Dear Mr. Kaepernick,

Recently, you may have heard that our organization, the Coalition of African American Pastors (CAAP), has criticized your political positions. You may even be aware that CAAP launched a petition urging Nike to sever its business relationship with you in light of your disapproval of the planned Besty Ross flag shoe.

Given this background, you might assume that I hold some hostility or ill-will toward you. Nothing could be further from the truth.

I recognize that you believe you are taking a stand for something important. As someone who marched with Dr. Martin Luther King, Jr. in the American civil rights movement, I respect your passion. I’m only asking that your give more consideration to how that passion is expressed.

Whatever your intent, the effect of your protests and comments regarding the American flag has been to persuade millions of your countrymen that you hold this nation in contempt. From there, it is logical to conclude that you also despise the people who love America despite its flaws. Some of these people have even fought and died for this country.

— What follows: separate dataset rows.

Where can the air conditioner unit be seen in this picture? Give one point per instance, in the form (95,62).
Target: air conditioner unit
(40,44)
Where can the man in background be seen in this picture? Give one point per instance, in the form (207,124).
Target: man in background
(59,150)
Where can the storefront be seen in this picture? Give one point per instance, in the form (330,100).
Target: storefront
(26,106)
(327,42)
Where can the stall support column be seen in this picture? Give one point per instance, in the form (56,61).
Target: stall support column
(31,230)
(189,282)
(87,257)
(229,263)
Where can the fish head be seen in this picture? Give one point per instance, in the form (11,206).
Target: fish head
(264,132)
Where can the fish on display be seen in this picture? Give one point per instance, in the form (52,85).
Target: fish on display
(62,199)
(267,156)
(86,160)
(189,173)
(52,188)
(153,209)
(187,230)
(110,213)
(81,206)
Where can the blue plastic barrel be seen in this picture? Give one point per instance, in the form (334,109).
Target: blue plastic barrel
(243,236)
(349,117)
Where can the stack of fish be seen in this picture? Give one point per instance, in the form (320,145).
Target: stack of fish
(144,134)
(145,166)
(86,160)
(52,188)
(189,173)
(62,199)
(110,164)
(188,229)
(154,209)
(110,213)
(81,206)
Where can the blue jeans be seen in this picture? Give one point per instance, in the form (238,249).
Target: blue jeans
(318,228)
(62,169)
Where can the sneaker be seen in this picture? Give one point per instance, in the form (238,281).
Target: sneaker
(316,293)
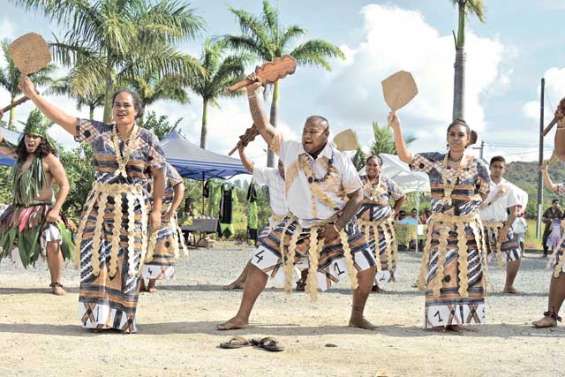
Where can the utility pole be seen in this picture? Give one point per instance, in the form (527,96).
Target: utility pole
(540,178)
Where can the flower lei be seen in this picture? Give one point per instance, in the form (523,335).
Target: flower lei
(315,183)
(123,159)
(449,184)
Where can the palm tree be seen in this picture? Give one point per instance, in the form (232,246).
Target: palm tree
(465,8)
(107,37)
(92,98)
(384,142)
(217,71)
(151,88)
(265,38)
(10,77)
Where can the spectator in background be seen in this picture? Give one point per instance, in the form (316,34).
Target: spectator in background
(553,212)
(520,226)
(401,216)
(425,216)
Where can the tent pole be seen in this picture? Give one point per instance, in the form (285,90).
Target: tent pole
(417,218)
(202,193)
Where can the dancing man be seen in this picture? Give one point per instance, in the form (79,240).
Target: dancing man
(376,218)
(557,283)
(498,213)
(324,193)
(113,234)
(161,256)
(454,260)
(33,222)
(273,178)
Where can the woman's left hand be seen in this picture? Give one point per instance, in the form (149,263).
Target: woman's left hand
(329,233)
(155,220)
(53,216)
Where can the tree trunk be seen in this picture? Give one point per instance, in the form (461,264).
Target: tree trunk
(204,129)
(459,85)
(273,120)
(12,114)
(459,67)
(108,92)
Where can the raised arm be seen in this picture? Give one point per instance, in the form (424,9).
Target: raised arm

Like people, countries make mistakes. They have history. Not all of the history is good, but it is all ours. It is a shared record of who we have become. And while there is space for discussing  those historical mistakes, we shouldn’t let it overshadow what is great about our nation. 

Reducing American history to its flaws or looking at it only through the lens of racism is too limited. It erases the contributions of the men and women who worked and sacrificed to make this country great. There is dignity in our shared history that should not be swept aside.

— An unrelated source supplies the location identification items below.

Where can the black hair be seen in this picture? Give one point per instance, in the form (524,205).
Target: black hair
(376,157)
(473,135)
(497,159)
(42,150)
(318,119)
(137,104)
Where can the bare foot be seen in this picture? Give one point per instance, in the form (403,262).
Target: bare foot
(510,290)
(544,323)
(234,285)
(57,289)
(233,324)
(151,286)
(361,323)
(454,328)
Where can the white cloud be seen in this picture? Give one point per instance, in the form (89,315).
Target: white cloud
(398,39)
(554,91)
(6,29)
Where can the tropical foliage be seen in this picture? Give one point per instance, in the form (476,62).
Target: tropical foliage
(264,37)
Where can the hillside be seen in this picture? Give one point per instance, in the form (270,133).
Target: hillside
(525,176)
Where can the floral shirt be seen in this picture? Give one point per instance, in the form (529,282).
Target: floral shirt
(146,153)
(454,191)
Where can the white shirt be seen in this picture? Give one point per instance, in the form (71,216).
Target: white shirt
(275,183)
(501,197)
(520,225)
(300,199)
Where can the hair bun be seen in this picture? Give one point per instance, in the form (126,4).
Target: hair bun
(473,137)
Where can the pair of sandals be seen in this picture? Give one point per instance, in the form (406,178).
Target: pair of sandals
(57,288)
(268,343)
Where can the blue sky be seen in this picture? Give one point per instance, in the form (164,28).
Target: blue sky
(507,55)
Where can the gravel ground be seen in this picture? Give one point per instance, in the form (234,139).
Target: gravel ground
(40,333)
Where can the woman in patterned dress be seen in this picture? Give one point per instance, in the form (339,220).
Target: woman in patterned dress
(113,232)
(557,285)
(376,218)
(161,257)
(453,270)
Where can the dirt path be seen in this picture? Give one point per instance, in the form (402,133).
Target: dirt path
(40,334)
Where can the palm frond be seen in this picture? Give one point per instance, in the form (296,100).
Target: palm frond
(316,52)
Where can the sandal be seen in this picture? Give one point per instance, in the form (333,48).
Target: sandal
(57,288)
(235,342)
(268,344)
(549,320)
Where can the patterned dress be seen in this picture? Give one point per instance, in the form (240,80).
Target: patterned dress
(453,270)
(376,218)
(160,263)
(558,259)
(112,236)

Moreover, this approach sends the wrong message. Rather than bringing people together to work for change, it sows division. Instead of inspiring young people, it suggests that America was never great and begs the question of why it’s worth improving.

I believe that America was always great. The ideals on which this country was founded are a shining light to the world. We only have to work to be worthy of them.

Which leads me to your passion for making the world better. As I wrote earlier, I’m impressed by your dedication to change. However, I urge you to pour your energy into the kind of change that will directly help African-Americans (and all Americans). 

If you look at what ails our community, you’ll see that opportunity and education continue to be major issues for black Americans. As a successful and educated black man, you could use your influence to help young men appreciate the importance of a degree. You could promote entrepreneurship and businesses in African American communities. You could help lobby for prison reform or bring attention to health care access, job loss related to illegal immigration, and disparities in health care.

In short, there are many, many ways that you could focus your efforts on change that will have a real, measurable effect on the African American community. Getting involved on that level would separate you from the celebrities who express their activism through microphones, galas, and keyboards.

I would be happy to discuss this further with you at any time. Please feel free to reach out to me so we can meet in person. Perhaps we can demonstrate to the world that people of different opinions – but passionately devoted to improving their community – can work together for the good of all Americans.